|
Il volume raccoglie alcuni saggi in onore dell’Istituto Ellenico di Studi bizantini e post-bizantini di Venezia, eretto nel 1948 dallo Stato greco con il permesso di quello italiano. Gli scritti vogliono ricordare sia i direttori che lo hanno guidato fino ad oggi, sia la comunità greca che si stabilì nella città lagunare nel XIV secolo. Alcuni aspetti di questa storia, tra cui la ricca tradizione liturgica bizantina, che ha lasciato segni indelebili nella cultura veneziana, vengono approfonditi dagli studiosi delle varie discipline.
Nel Quattrocento, due fatti importanti contribuirono ad attirare i greci a Venezia: il Concilio di Ferrara-Firenze e la caduta di Costantinopoli, il 29 maggio 1453, ad opera dei turchi ottomani, guidati dal sultano Maometto II. Il Concilio permise di far conoscere la città a 700 persone: erano prelati, dotti e umanisti, sbarcati a Venezia il 4 febbraio 1438, come esperti di parte ortodossa. Essi rimasero affascinati dallo splendore di questa città, tanto che il card. Bessarione, in una lettera al doge, la definì «quasi un’altra Bisanzio». I segni di una presenza greco-bizantina erano – e sono ancora – visibili nell’arte e nell’architettura, a cominciare dalla basilica di San Marco.
Nella seconda metà del Quattrocento vivevano a Venezia probabilmente 4.000 greci: non soltanto dotti e umanisti, ma anche esponenti delle professioni e dei mestieri. Dopo i primi riconoscimenti, la comunità greca cercava di ottenere una propria autonomia dalla giurisdizione ecclesiastica veneziana, con la nomina di propri cappellani. Nel 1498 il Senato la riconobbe come confraternita. Essendo diventata insufficiente la chiesa di San Biagio, la confraternita fece la richiesta al Consiglio dei Dieci di una nuova chiesa e di un terreno per il cimitero: richiesta che fu accolta, a condizione che ci fosse anche l’approvazione della Sede Apostolica. E il 18 maggio e 3 giugno 1514 papa Leone X la diede.

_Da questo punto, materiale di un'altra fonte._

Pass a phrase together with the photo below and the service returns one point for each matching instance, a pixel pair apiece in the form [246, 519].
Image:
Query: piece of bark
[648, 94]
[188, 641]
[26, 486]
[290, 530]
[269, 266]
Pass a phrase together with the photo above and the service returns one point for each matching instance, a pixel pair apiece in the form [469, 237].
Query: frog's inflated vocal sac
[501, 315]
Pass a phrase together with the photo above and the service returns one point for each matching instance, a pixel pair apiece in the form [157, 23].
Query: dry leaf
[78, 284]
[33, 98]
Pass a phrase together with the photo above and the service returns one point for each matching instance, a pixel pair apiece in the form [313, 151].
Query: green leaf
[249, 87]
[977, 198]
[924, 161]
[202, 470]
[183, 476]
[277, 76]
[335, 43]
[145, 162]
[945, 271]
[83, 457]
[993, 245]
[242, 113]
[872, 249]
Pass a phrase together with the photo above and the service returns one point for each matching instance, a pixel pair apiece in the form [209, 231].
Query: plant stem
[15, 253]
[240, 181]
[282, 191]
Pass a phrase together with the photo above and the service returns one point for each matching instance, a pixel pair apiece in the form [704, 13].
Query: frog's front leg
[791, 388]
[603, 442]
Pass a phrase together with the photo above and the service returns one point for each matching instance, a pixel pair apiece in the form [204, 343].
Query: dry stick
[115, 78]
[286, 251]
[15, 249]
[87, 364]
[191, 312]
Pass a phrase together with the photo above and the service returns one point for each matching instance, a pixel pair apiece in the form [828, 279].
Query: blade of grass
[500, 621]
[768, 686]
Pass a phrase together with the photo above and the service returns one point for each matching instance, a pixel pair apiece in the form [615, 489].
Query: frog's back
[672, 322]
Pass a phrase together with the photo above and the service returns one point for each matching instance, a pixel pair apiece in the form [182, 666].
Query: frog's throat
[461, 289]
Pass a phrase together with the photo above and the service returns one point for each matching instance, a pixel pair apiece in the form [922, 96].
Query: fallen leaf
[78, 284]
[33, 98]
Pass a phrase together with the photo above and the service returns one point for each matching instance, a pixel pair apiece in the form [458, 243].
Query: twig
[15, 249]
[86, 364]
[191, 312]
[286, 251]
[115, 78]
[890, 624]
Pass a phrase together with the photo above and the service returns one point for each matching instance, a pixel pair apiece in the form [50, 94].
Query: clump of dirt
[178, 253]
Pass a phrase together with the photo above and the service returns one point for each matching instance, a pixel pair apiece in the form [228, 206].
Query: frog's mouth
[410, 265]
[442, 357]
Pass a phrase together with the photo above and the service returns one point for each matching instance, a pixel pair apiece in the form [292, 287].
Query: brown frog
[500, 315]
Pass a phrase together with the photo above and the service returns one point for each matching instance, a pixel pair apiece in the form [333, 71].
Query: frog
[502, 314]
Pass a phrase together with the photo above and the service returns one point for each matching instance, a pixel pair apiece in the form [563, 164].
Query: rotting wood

I lavori della chiesa vennero ultimati nel 1573. La chiesa di San Giorgio dei Greci diventava così, per i greci della diaspora, un importante punto di riferimento (oggi è sede del Metropolita ortodosso per l’Italia). La comunità greca era ritenuta la più numerosa di tutto l’ellenismo della diaspora.
Si deve anche ricordare il legame di Venezia con Padova, che fin dal Duecento era un centro di studi superiori. Questo ci fa capire come i greci in contatto con Venezia, per potersi perfezionare in campo culturale e scientifico, scegliessero l’Università di Padova. Quando a Venezia nacquero le prime officine tipografiche, Manuzio o Giunta si affidavano ai greci esperti nella lingua classica. Anche la Signoria se ne avvaleva per far apprendere la lingua greca ai funzionari che avrebbe inviato nei propri territori del Levante.
Molto importante fu anche la tradizione dei pittori greci. Il loro influsso era evidente, come nel caso di Domenico Theotokopulos, detto El Greco, presente in città prima del 1568.
Con la caduta della Repubblica di San Marco nel 1797, la comunità greca venne assistita da cappellani provenienti dalla Grecia. Ma con l’occupazione francese, alla confraternita furono confiscati beni e capitali: un duro colpo, che diede inizio alla sua decadenza. Inoltre, con la creazione di uno Stato greco indipendente (1830), molti greci della diaspora furono indotti a tornare in patria. Per di più, il commercio europeo si spostava ormai verso altri luoghi.
Oggi l’Istituto Ellenico continua a tramandare le tradizioni dell’antica confraternita greca, dedicandosi allo studio storico, letterario e artistico dell’ellenismo bizantino moderno.
Venezia quasi un’altra Bisanzio
a cura di GIORGIO FEDALTO – RENATO D’ANTIGA
Venezia, Marcianum, 2018, 384, € 32,00.